Palestinian terror group Hamas recently revealed that it is increasing production of what it claims is its new M-75 long range rocket. Hamas, which controls Gaza (between Israel and Egypt) has been boasting of this new locally made rocket for a year now and said it first fired one at Israel last November. No evidence of such a rocket could be found in Israel. Nevertheless there is evidence that the M-75 does exist but not exactly as Hamas has described it.
The M-75 is described as a rocket with a 75 kilometer range. Oddly enough Iran has a rocket that fits that description, the Fajr-5. Iran insists it has not smuggled this long range rocket into Gaza and its sheer size indicates why. Fajr-5 is a 10 meter (31 feet) long, 333mm (13 inches) diameter, .9 ton rocket with a range of 75 kilometers. It could reach Tel Aviv and most of central Israel. But the Fajr-5 is as big as a telephone pole and is based on a similar 302mm Chinese rocket that Iran bought in the 1990s and now produces as the Fajr-5.
Fajr-5s could be moved through the smuggling tunnels to Gaza only if broken down into 8-10 sections, and then reassembled on the other end. Getting the pieces into Egypt would not be easy, and trying to smuggle them in by sea is very risky. The Fajr-5 carries a 200 kg (440 pound) warhead, with about a hundred kilograms (220 pounds) of explosives. It makes a big bang and is only effective if aimed at a large urban area. That means that the most likely victims will be civilians. Iran is betting that Israel will not retaliate when Israeli forensics experts examine the pieces of the missile after landing and identifying it as of Iranian manufacture. Israel did not strike back at Iran when smaller Fajr-3 rockets were fired at Israeli cities in 2006. But Israel would certainly go into Gaza if a Fajr-5 ever landed in Tel Aviv.
During the brief war between Hamas and Israel last November, Israel bombed many known Hamas rocket storage facilities and destroyed thousands of rockets. One such strike created secondary (munitions detonated in the target area) explosions consistent with many (over a hundred) larger (as in Fajr-5 size) rockets blowing up. The Israelis believe that Iran has been smuggling in Fajr-5 components (which can fit in the smuggling tunnels) which were then assembled, perhaps with some locally made components, into Fajr-5s (or, as Hamas likes to call them, M-75s).

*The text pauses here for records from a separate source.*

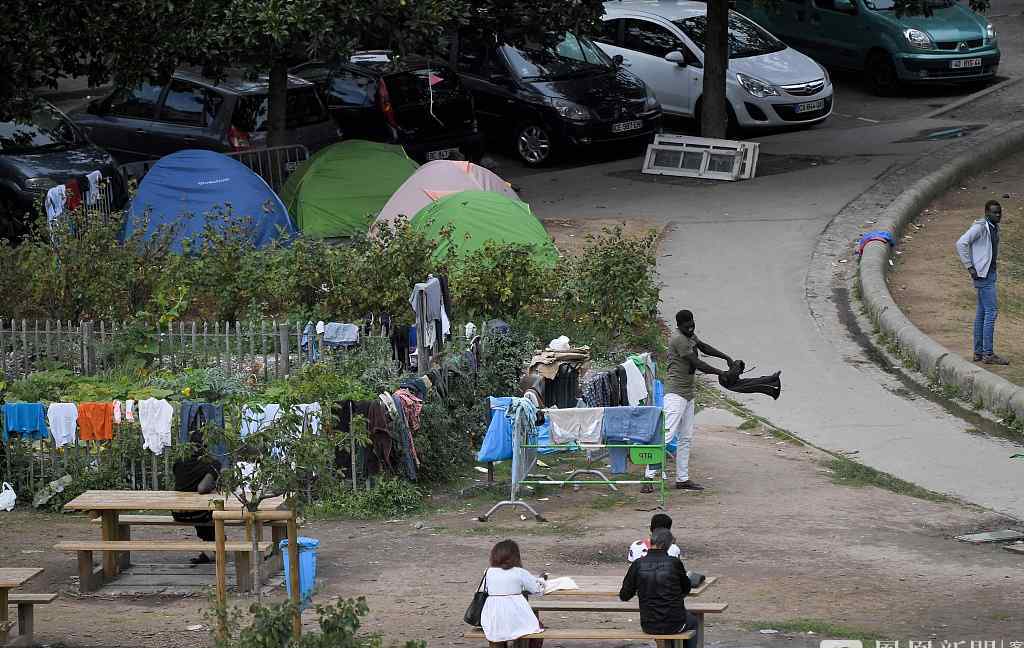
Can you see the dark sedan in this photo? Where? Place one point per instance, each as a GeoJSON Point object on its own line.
{"type": "Point", "coordinates": [40, 148]}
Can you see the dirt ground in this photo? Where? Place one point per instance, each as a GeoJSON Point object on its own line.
{"type": "Point", "coordinates": [935, 292]}
{"type": "Point", "coordinates": [792, 550]}
{"type": "Point", "coordinates": [570, 235]}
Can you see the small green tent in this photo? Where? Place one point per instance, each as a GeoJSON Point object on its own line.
{"type": "Point", "coordinates": [476, 217]}
{"type": "Point", "coordinates": [339, 190]}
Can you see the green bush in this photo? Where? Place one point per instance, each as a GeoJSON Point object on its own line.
{"type": "Point", "coordinates": [388, 498]}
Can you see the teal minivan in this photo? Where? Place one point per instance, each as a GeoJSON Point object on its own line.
{"type": "Point", "coordinates": [953, 44]}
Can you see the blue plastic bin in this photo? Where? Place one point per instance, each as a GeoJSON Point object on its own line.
{"type": "Point", "coordinates": [307, 566]}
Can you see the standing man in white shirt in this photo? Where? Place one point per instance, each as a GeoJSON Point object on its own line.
{"type": "Point", "coordinates": [978, 250]}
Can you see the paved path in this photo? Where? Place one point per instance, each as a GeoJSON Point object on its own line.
{"type": "Point", "coordinates": [738, 255]}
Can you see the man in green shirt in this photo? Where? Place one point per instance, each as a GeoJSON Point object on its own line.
{"type": "Point", "coordinates": [684, 361]}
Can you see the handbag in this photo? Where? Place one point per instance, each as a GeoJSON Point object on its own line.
{"type": "Point", "coordinates": [472, 615]}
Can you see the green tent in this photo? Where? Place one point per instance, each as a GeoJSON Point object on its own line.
{"type": "Point", "coordinates": [339, 190]}
{"type": "Point", "coordinates": [476, 217]}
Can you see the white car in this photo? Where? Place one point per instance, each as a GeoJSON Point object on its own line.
{"type": "Point", "coordinates": [768, 84]}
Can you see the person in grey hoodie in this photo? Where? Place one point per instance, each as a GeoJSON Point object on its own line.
{"type": "Point", "coordinates": [979, 250]}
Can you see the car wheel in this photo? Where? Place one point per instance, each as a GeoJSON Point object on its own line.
{"type": "Point", "coordinates": [881, 73]}
{"type": "Point", "coordinates": [534, 144]}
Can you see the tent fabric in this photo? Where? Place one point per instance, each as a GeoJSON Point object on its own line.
{"type": "Point", "coordinates": [476, 217]}
{"type": "Point", "coordinates": [340, 189]}
{"type": "Point", "coordinates": [189, 188]}
{"type": "Point", "coordinates": [433, 181]}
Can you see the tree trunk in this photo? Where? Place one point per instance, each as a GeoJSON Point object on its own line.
{"type": "Point", "coordinates": [714, 114]}
{"type": "Point", "coordinates": [276, 111]}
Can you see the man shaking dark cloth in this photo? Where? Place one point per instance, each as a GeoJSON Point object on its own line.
{"type": "Point", "coordinates": [767, 385]}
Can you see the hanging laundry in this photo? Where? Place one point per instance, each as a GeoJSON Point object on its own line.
{"type": "Point", "coordinates": [411, 405]}
{"type": "Point", "coordinates": [583, 425]}
{"type": "Point", "coordinates": [25, 419]}
{"type": "Point", "coordinates": [56, 202]}
{"type": "Point", "coordinates": [258, 418]}
{"type": "Point", "coordinates": [95, 187]}
{"type": "Point", "coordinates": [636, 386]}
{"type": "Point", "coordinates": [155, 419]}
{"type": "Point", "coordinates": [95, 421]}
{"type": "Point", "coordinates": [62, 418]}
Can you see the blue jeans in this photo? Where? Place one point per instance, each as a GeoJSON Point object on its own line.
{"type": "Point", "coordinates": [984, 318]}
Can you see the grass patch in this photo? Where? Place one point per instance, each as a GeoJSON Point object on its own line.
{"type": "Point", "coordinates": [849, 473]}
{"type": "Point", "coordinates": [823, 630]}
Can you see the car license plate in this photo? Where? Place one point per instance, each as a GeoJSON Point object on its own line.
{"type": "Point", "coordinates": [623, 127]}
{"type": "Point", "coordinates": [810, 106]}
{"type": "Point", "coordinates": [443, 154]}
{"type": "Point", "coordinates": [965, 62]}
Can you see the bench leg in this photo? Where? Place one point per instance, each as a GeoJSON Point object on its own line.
{"type": "Point", "coordinates": [243, 572]}
{"type": "Point", "coordinates": [124, 558]}
{"type": "Point", "coordinates": [87, 579]}
{"type": "Point", "coordinates": [26, 621]}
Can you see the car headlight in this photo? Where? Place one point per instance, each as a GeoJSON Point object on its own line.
{"type": "Point", "coordinates": [650, 103]}
{"type": "Point", "coordinates": [39, 185]}
{"type": "Point", "coordinates": [919, 39]}
{"type": "Point", "coordinates": [757, 87]}
{"type": "Point", "coordinates": [568, 110]}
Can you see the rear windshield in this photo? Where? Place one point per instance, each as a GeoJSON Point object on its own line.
{"type": "Point", "coordinates": [423, 86]}
{"type": "Point", "coordinates": [41, 129]}
{"type": "Point", "coordinates": [558, 57]}
{"type": "Point", "coordinates": [304, 107]}
{"type": "Point", "coordinates": [745, 38]}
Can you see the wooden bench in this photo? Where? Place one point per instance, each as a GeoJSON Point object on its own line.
{"type": "Point", "coordinates": [698, 608]}
{"type": "Point", "coordinates": [91, 577]}
{"type": "Point", "coordinates": [594, 634]}
{"type": "Point", "coordinates": [26, 618]}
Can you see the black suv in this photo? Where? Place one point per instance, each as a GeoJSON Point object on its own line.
{"type": "Point", "coordinates": [560, 93]}
{"type": "Point", "coordinates": [415, 102]}
{"type": "Point", "coordinates": [40, 148]}
{"type": "Point", "coordinates": [192, 112]}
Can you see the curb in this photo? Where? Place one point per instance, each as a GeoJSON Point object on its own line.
{"type": "Point", "coordinates": [978, 385]}
{"type": "Point", "coordinates": [949, 107]}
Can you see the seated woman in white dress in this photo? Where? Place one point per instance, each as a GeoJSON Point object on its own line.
{"type": "Point", "coordinates": [507, 614]}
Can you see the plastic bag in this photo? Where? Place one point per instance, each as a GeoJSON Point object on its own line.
{"type": "Point", "coordinates": [7, 497]}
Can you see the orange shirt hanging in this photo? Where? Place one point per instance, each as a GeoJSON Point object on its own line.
{"type": "Point", "coordinates": [95, 421]}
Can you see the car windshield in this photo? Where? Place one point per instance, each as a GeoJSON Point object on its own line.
{"type": "Point", "coordinates": [557, 58]}
{"type": "Point", "coordinates": [745, 38]}
{"type": "Point", "coordinates": [43, 128]}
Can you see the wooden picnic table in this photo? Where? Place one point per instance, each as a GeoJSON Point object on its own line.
{"type": "Point", "coordinates": [11, 577]}
{"type": "Point", "coordinates": [603, 588]}
{"type": "Point", "coordinates": [110, 504]}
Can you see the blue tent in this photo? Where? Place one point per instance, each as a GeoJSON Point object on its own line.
{"type": "Point", "coordinates": [189, 188]}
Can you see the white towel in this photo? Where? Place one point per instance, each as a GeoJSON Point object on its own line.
{"type": "Point", "coordinates": [584, 425]}
{"type": "Point", "coordinates": [56, 200]}
{"type": "Point", "coordinates": [62, 418]}
{"type": "Point", "coordinates": [155, 418]}
{"type": "Point", "coordinates": [95, 178]}
{"type": "Point", "coordinates": [636, 386]}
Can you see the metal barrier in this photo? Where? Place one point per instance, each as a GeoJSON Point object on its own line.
{"type": "Point", "coordinates": [273, 164]}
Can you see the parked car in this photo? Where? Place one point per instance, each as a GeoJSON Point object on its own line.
{"type": "Point", "coordinates": [768, 84]}
{"type": "Point", "coordinates": [953, 44]}
{"type": "Point", "coordinates": [153, 120]}
{"type": "Point", "coordinates": [547, 97]}
{"type": "Point", "coordinates": [40, 149]}
{"type": "Point", "coordinates": [416, 102]}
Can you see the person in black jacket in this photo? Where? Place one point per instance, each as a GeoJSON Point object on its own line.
{"type": "Point", "coordinates": [662, 584]}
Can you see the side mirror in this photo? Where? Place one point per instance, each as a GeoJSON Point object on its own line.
{"type": "Point", "coordinates": [676, 57]}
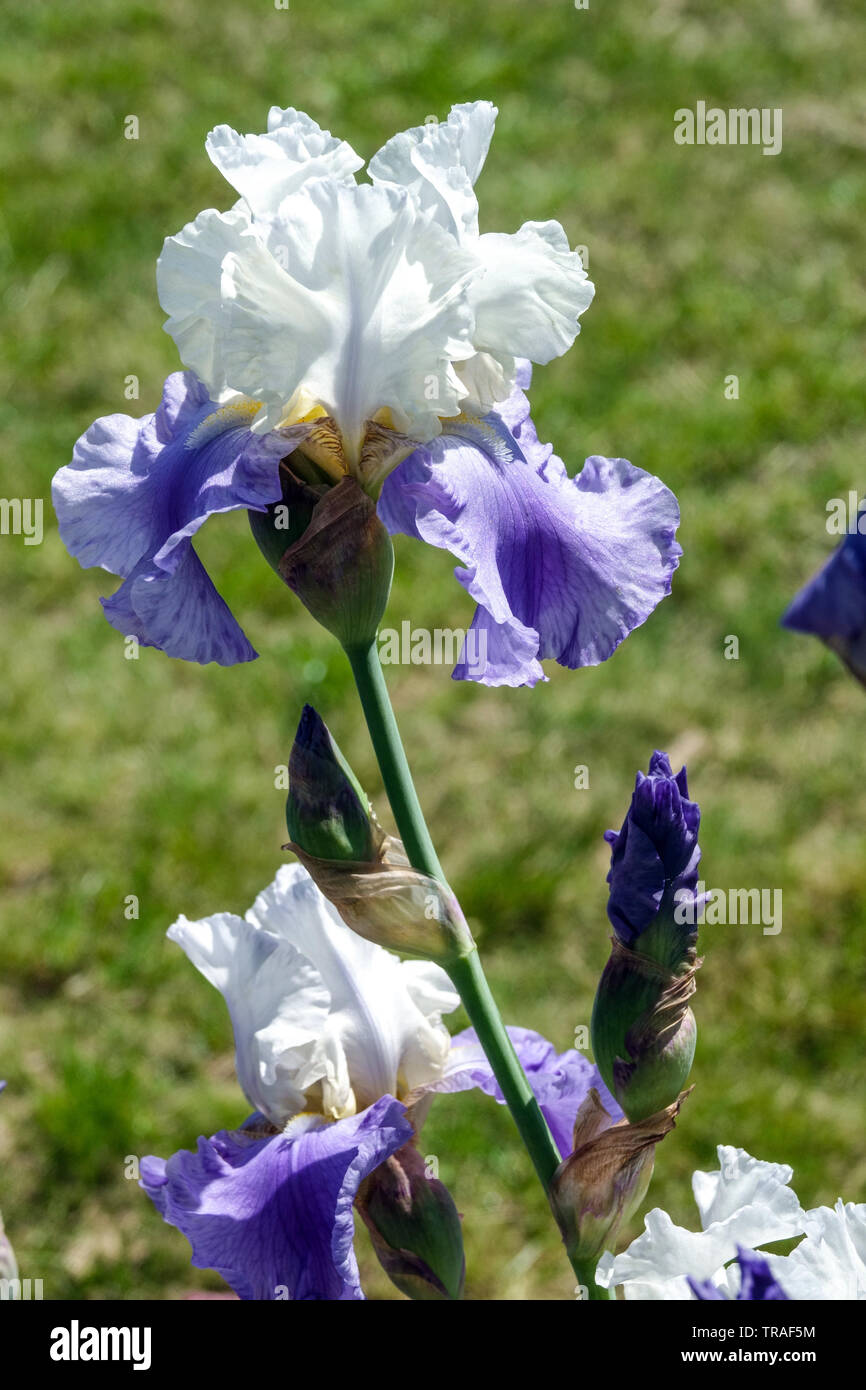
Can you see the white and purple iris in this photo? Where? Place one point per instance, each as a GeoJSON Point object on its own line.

Making their own rockets is nothing new, the Palestinians have been doing it for decades and Hamas has been sending people to Iran for training for years. In theory, the M-75 could exist. Most locally made Hamas rockets (Kassams) are based on the older Russian B-12 rocket. This is a factory made, 107mm, 19 kg (42 pound), 860mm (33 inch) long Russian designed rocket that is very popular with terrorists. This rocket has a range of about six kilometers and 1.4 kg (three pounds) of explosives in its warhead. Normally fired from a launcher in salvoes of dozens at a time, when used individually, it is more accurate the closer it is to the target. This 107mm design has been copied by many nations and is very popular with guerillas and terrorists because of its small size and portability. Hamas has little need for the B-12 because their locally made Kassam rockets match it in range and lack of accuracy. But some B-12s are smuggled in anyway.
The larger 122mm BM-21s weigh 68 kg (150 pounds) and are 2.9 meters (nine feet) long. These have 20 kg (44 pound) warheads but not much better accuracy than the 107mm model. However, these larger rockets have a maximum range of 20 kilometers. Again, because they are unguided, they are only effective if fired in salvos or at large targets (like cities or large military bases or industrial complexes). There are longer range (up to about 40 kilometers) versions of these rockets. These are made by a number of countries and gain their additional range by using smaller warheads.